Discussion in 'Pro Audio Equipment' started by Geraldo LaForge, Dec 5, 2010.

  1. I wasn't sure what the right forum was for this question as it's not necessarily related to recording, but I'm wondering if anyone has experience with moving gear around in the cold.

    I live in Wisconsin and I got my first keyboard amp (Roland KC550). I am anxiously awaiting the free time I have coming up to play some shows, but I read something in the amp's manual that I hadn't considered before. It says that when bringing an amp in from the cold to a warm environment (ie; from my car and into a pub), the amp needs to come up to room temperature and that the condensation needs to dry before the amp can be used.

    My question is: Do I really need to deliver my gear to the performance location in advance so that the amp is performance ready by showtime? Or can I go straight from cold to performing without worrying about any "warmup" time?
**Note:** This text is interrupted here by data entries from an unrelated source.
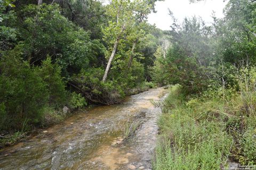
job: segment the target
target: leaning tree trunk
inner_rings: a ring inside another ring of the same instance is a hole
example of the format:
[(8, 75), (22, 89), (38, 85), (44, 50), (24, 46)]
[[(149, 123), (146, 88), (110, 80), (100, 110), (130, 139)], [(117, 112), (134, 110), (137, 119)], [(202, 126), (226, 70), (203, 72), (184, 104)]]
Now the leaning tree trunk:
[(129, 62), (128, 63), (128, 69), (130, 69), (132, 66), (132, 60), (133, 59), (133, 57), (134, 56), (135, 47), (136, 47), (136, 44), (137, 44), (137, 42), (138, 38), (135, 41), (133, 42), (133, 44), (132, 45), (132, 52), (131, 53), (131, 55), (130, 56)]
[(106, 68), (105, 73), (104, 73), (104, 76), (102, 78), (102, 82), (105, 82), (108, 76), (108, 71), (109, 71), (109, 69), (110, 68), (111, 63), (112, 62), (112, 60), (116, 55), (116, 49), (117, 48), (117, 46), (118, 45), (119, 41), (120, 41), (120, 38), (121, 37), (122, 34), (123, 32), (125, 29), (125, 23), (124, 24), (123, 27), (122, 27), (122, 31), (119, 36), (117, 37), (117, 38), (116, 40), (116, 42), (115, 42), (115, 44), (114, 45), (113, 50), (112, 51), (112, 53), (111, 54), (110, 57), (109, 57), (109, 60), (108, 60), (108, 65), (107, 65), (107, 67)]
[(107, 67), (106, 68), (105, 73), (104, 73), (104, 76), (103, 76), (102, 81), (105, 82), (106, 80), (107, 79), (107, 77), (108, 76), (108, 71), (109, 71), (109, 68), (110, 67), (111, 62), (112, 62), (112, 60), (116, 54), (116, 49), (117, 48), (117, 46), (118, 45), (119, 41), (120, 41), (120, 37), (118, 37), (115, 42), (115, 45), (114, 45), (113, 50), (112, 51), (112, 53), (111, 54), (110, 57), (109, 57), (109, 60), (108, 60), (108, 65), (107, 65)]

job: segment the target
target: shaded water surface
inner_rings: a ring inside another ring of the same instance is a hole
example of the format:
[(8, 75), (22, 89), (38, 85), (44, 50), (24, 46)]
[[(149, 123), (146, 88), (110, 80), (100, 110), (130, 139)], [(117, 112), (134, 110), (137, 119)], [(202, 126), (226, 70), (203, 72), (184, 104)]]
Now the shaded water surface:
[[(166, 93), (163, 88), (150, 89), (122, 104), (76, 114), (2, 150), (0, 169), (150, 169), (161, 113), (152, 101)], [(139, 128), (124, 140), (125, 127), (134, 121)]]

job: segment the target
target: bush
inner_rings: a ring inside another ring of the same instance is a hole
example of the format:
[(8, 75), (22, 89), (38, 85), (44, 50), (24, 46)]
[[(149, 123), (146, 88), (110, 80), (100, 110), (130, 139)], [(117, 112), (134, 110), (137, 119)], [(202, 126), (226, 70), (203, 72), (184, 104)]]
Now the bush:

    Thanks in advance and for all the help the archives of questions have been to me.
     
  2. Big K

    Big K Well-Known Member

    Hello Geraldo
    Welcome to out forum...

    I guess, you have about the same amount of snow and cold around like we do, here, at Munich area. ;-)
    From my traveling days with my band and from what I know as a former LOS tec in a mobile Communications HQ
    it is important to:
    - keep the amp and other stuff dry at home
    - if you can, pack it as airtight as possible ( a plastic cover / a bag or case will do) before it goes into the cold.
    - rather then to transport it from a heated room with usually higher humidity into the cold, store it (over night or a few hours) at dry and cold(er) place before transport.
    - arrived at the hall put it at a warmer place which might well be the stage... and keep it covered, if it is well packed, for a while
    depending on the difference in temperatur about 30 min+ before taking the cover off. I should be good in a few more minutes.
    - if it is not covered, comming from a warm place into cold and back into the warm, wait an hour, or so, before connecting to power.
    1 hour is no guarantee, but a reasonable timeframe to get rid of most condensed moisture, unless there are extreme environmental influences ( -20 C into +25 C and high humidity...)
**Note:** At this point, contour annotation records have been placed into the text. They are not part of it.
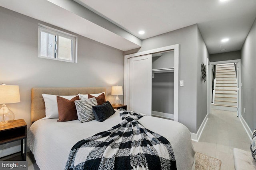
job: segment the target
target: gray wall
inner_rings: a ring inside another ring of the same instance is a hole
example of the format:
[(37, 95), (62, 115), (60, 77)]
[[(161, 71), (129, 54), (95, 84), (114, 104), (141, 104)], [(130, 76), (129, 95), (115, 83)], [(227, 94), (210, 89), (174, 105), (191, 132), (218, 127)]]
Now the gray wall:
[(241, 59), (240, 51), (211, 54), (210, 55), (209, 57), (210, 61), (211, 62), (238, 59)]
[[(197, 75), (198, 70), (200, 68), (200, 71), (202, 58), (207, 57), (198, 56), (203, 55), (198, 53), (198, 48), (202, 46), (197, 44), (198, 31), (197, 25), (191, 25), (144, 40), (140, 49), (124, 53), (127, 55), (176, 44), (180, 45), (179, 80), (184, 80), (184, 86), (180, 86), (179, 89), (178, 121), (193, 133), (197, 131), (197, 124), (202, 123), (197, 122), (197, 107), (201, 107), (197, 105), (197, 94), (201, 92), (202, 96), (207, 96), (207, 91), (198, 89), (198, 78), (201, 75)], [(198, 59), (198, 57), (201, 59)], [(207, 109), (200, 109), (200, 112), (206, 114)]]
[(174, 73), (155, 74), (152, 79), (152, 110), (173, 114)]
[[(209, 54), (199, 29), (197, 29), (197, 58), (196, 62), (196, 129), (198, 130), (207, 114), (207, 77), (206, 81), (201, 80), (201, 67), (202, 63), (208, 70)], [(207, 76), (207, 75), (206, 75)]]
[(51, 25), (0, 7), (0, 83), (19, 86), (21, 102), (7, 106), (28, 128), (33, 87), (106, 87), (112, 102), (111, 86), (123, 86), (123, 51), (77, 35), (78, 63), (40, 58), (38, 24)]
[[(256, 129), (256, 20), (241, 50), (241, 115), (252, 131)], [(246, 113), (244, 113), (244, 108)]]

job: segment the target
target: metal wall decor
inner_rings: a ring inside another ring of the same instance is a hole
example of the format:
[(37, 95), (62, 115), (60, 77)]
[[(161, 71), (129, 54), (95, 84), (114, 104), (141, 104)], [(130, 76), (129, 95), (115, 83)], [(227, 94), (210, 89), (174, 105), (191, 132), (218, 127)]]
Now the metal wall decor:
[(201, 80), (202, 82), (204, 80), (204, 82), (206, 80), (206, 66), (202, 63), (201, 64), (201, 71), (202, 72)]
    If you use a valve amp, please, allow them to warm up in Stand-By for 10 minutes ( after the described wait before powering up, at all)
    Valves are quite robust little buggers, but they don't like extremes. Temperatur is one, but worse is mechanical shocks when playing.
    They don't get killed, at once, but may well suffer and produce microphony... audible noise when vibrating or getting some punishment from the speakers ...
    After a show it is usually rather moist in the halls. Let the valves cool down in standby for a minute and don't be too hasty bringing it into the cold.
    They might talk to you. Only once, though ..lol.. They say ..Click.....to end their vacuumed lives when sniffing some air.
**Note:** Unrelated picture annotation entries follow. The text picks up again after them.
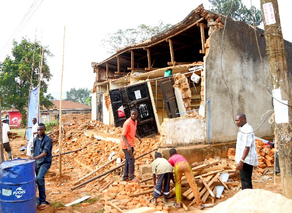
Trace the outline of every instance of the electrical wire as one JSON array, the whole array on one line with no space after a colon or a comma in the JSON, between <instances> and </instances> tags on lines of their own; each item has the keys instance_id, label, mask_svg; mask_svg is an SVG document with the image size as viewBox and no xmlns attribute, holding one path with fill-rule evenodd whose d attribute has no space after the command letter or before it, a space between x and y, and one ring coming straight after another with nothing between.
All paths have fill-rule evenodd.
<instances>
[{"instance_id":1,"label":"electrical wire","mask_svg":"<svg viewBox=\"0 0 292 213\"><path fill-rule=\"evenodd\" d=\"M226 16L226 18L225 19L225 23L224 23L224 27L223 27L223 33L222 33L222 39L221 39L221 57L220 57L220 61L221 72L222 73L222 77L223 77L223 79L224 82L225 83L225 86L226 87L226 89L227 89L227 91L228 92L228 95L229 96L229 99L230 100L230 103L231 103L231 107L232 107L232 115L233 115L233 115L234 115L234 107L233 107L233 104L232 103L232 99L231 99L231 95L230 92L229 91L229 89L228 88L228 86L227 86L227 84L226 83L226 80L225 79L225 77L224 77L224 73L223 72L223 68L222 67L222 55L223 55L223 38L224 38L224 33L225 33L225 27L226 26L226 22L227 22L227 17L228 16L228 15L230 13L230 11L231 11L231 9L232 9L232 6L233 5L233 2L234 2L234 0L232 0L232 2L231 3L231 5L230 6L230 8L229 9L229 11L228 11L228 13L227 13L227 15ZM254 22L254 19L253 19L253 21ZM254 29L255 29L255 28L254 27ZM258 50L259 50L259 47L258 47ZM262 66L263 67L263 64L262 63ZM266 84L266 81L265 81L265 82ZM266 88L267 88L266 85ZM268 89L267 88L267 89ZM266 114L267 114L269 111L270 111L270 110L268 111L268 112L267 112L266 113L265 113L263 116L262 116L262 117L261 117L262 118L262 116L264 115L265 115ZM239 132L241 132L243 134L252 134L252 133L253 133L255 132L257 130L258 130L262 126L262 125L264 124L264 123L265 122L265 121L267 120L267 119L268 118L268 117L269 117L269 116L271 114L272 114L272 113L274 113L274 111L273 111L273 112L270 113L268 115L268 116L267 116L267 117L264 120L264 121L262 122L262 123L256 129L256 130L254 130L253 132L252 132L251 133L244 133L244 132L241 131L240 130L239 130L238 131ZM262 118L261 118L260 120L261 120ZM236 125L236 123L235 123L235 120L234 119L234 118L233 119L233 121L234 122L234 124L236 126L237 126L237 125Z\"/></svg>"},{"instance_id":2,"label":"electrical wire","mask_svg":"<svg viewBox=\"0 0 292 213\"><path fill-rule=\"evenodd\" d=\"M24 27L24 26L25 26L25 25L26 24L26 23L30 20L30 18L35 14L35 12L36 11L36 10L37 10L37 9L39 7L39 6L41 4L41 3L42 3L42 2L44 1L44 0L42 0L41 1L41 2L39 3L39 4L38 4L38 5L37 6L37 7L36 8L36 9L32 13L32 14L31 14L31 15L29 17L29 18L28 18L28 19L26 20L26 21L25 22L25 23L24 23L23 24L22 27L21 27L21 28L20 30L18 30L19 28L20 27L21 24L22 24L22 23L23 23L23 21L24 21L24 20L25 19L26 19L26 18L27 18L27 17L29 15L29 14L33 10L33 9L35 7L35 6L36 5L38 1L39 1L39 0L35 0L35 1L34 1L34 3L33 3L33 4L32 4L32 5L30 7L30 8L28 9L28 11L26 12L26 14L25 14L25 15L24 15L24 17L23 17L23 18L22 18L22 19L21 20L21 21L20 21L20 22L19 22L19 24L18 24L18 25L17 27L16 30L14 31L14 32L13 32L13 33L12 34L12 35L11 35L11 36L10 37L10 38L9 38L9 39L8 39L8 40L7 40L7 41L6 42L6 43L5 43L4 46L3 47L2 50L1 52L1 53L0 53L0 57L2 56L3 55L3 54L5 53L5 52L7 50L7 49L8 49L8 48L9 46L9 44L10 43L10 42L11 42L11 40L14 40L15 39L15 38L16 38L16 37L17 36L18 36L18 35L21 31L21 30L22 30L22 29L23 28L23 27ZM35 4L35 2L36 2ZM31 8L32 8L31 10ZM18 32L17 32L18 31ZM14 36L14 35L15 35L15 33L17 33L17 34L15 35L15 36ZM13 38L13 39L12 39L12 38Z\"/></svg>"},{"instance_id":3,"label":"electrical wire","mask_svg":"<svg viewBox=\"0 0 292 213\"><path fill-rule=\"evenodd\" d=\"M253 4L252 3L252 0L251 0L251 11L252 12L252 19L253 19L253 26L254 27L254 31L255 31L255 36L256 37L256 45L257 46L257 50L258 51L258 53L259 54L259 58L260 58L260 62L261 63L261 67L262 67L262 71L263 71L263 74L264 75L264 80L265 81L265 87L266 88L266 89L267 89L267 90L268 91L268 92L269 92L269 94L272 97L272 98L273 98L275 100L276 100L277 101L279 102L280 103L281 103L282 104L285 105L286 106L288 106L290 107L292 107L292 106L289 105L288 104L286 104L285 103L283 103L282 101L278 100L277 98L275 98L273 96L273 94L272 93L272 92L269 90L269 89L268 88L268 86L267 86L267 81L266 80L266 75L265 74L265 69L264 68L264 63L263 62L263 58L261 57L261 54L260 53L260 50L259 49L259 46L258 45L258 41L257 40L257 37L256 37L256 26L255 25L255 19L254 18L254 10L253 10ZM268 35L267 35L267 36ZM273 56L277 56L277 55L283 55L285 54L286 55L286 54L284 53L283 53L283 51L279 51L278 52L278 53L278 53L277 54L276 54ZM272 78L272 76L271 76L271 78Z\"/></svg>"}]
</instances>

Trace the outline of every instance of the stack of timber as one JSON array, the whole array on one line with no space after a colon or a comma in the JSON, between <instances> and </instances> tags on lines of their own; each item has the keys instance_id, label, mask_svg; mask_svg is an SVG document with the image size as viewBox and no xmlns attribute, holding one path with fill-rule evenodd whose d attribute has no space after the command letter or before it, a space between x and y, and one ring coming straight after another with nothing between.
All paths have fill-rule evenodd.
<instances>
[{"instance_id":1,"label":"stack of timber","mask_svg":"<svg viewBox=\"0 0 292 213\"><path fill-rule=\"evenodd\" d=\"M213 203L214 203L216 196L216 185L223 186L229 192L228 186L234 187L240 184L240 182L233 181L238 180L238 172L236 170L236 167L228 163L225 160L209 158L206 161L195 163L191 167L200 191L200 196L203 203L206 202L208 198L212 200ZM229 174L228 180L230 181L224 182L222 180L220 177L222 173ZM182 183L187 184L185 177L182 177ZM188 200L193 199L194 194L192 189L189 186L188 187L182 194L182 196ZM175 189L173 189L173 190L175 191ZM189 205L195 202L194 199Z\"/></svg>"}]
</instances>

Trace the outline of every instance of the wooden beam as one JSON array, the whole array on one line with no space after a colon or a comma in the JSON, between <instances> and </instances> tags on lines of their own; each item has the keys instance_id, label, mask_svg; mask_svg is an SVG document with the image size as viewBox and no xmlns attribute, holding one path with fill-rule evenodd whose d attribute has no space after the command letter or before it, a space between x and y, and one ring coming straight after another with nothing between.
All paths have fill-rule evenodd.
<instances>
[{"instance_id":1,"label":"wooden beam","mask_svg":"<svg viewBox=\"0 0 292 213\"><path fill-rule=\"evenodd\" d=\"M172 41L171 39L167 39L169 42L169 49L170 49L170 57L171 58L171 62L172 64L174 63L174 53L173 52L173 46L172 46Z\"/></svg>"},{"instance_id":2,"label":"wooden beam","mask_svg":"<svg viewBox=\"0 0 292 213\"><path fill-rule=\"evenodd\" d=\"M150 57L150 50L147 48L147 58L148 58L148 68L151 69L151 58Z\"/></svg>"},{"instance_id":3,"label":"wooden beam","mask_svg":"<svg viewBox=\"0 0 292 213\"><path fill-rule=\"evenodd\" d=\"M118 56L117 56L117 57L118 58L118 74L119 74L121 72L121 67L120 67L121 60L120 59L120 57L119 57Z\"/></svg>"},{"instance_id":4,"label":"wooden beam","mask_svg":"<svg viewBox=\"0 0 292 213\"><path fill-rule=\"evenodd\" d=\"M107 65L107 75L106 75L106 77L107 77L107 80L108 80L108 79L109 78L109 62L106 62L106 64Z\"/></svg>"},{"instance_id":5,"label":"wooden beam","mask_svg":"<svg viewBox=\"0 0 292 213\"><path fill-rule=\"evenodd\" d=\"M206 43L206 40L205 40L205 31L204 29L204 24L202 23L200 23L200 26L201 31L201 40L202 41L202 52L200 51L200 53L206 53L206 48L205 48L205 43Z\"/></svg>"},{"instance_id":6,"label":"wooden beam","mask_svg":"<svg viewBox=\"0 0 292 213\"><path fill-rule=\"evenodd\" d=\"M131 69L134 69L134 51L131 50Z\"/></svg>"}]
</instances>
    On some occasions I had to switch systems on and off that had been exposed to rather bad extremes. Only in rare cases there was actually a malfunction
    because of condensed water, but I'd always be careful with that, because WHEN it blows up, it is gone and the gig is maybe over before it has started...lol..
     
  3. TheJackAttack

    TheJackAttack Distinguished Member

    Also recommended under the plastic wrapping is a large dessiccant package. These can be purchased many places online much bigger than those little tiny things that annoy you when you open an electronics box. To rejuvenate them (the dessiccant that is), just put them in a microwave for five minutes on high. I actually use these in all my cases even at home.
     
  4. BobRogers

    BobRogers Well-Known Member

    Wisconsin is about 10 degrees C colder than Munich right now.
     
  5. Just had our 1st snowfall the other day too.

    Thanks everybody for the posts, this should help keep my amp safe.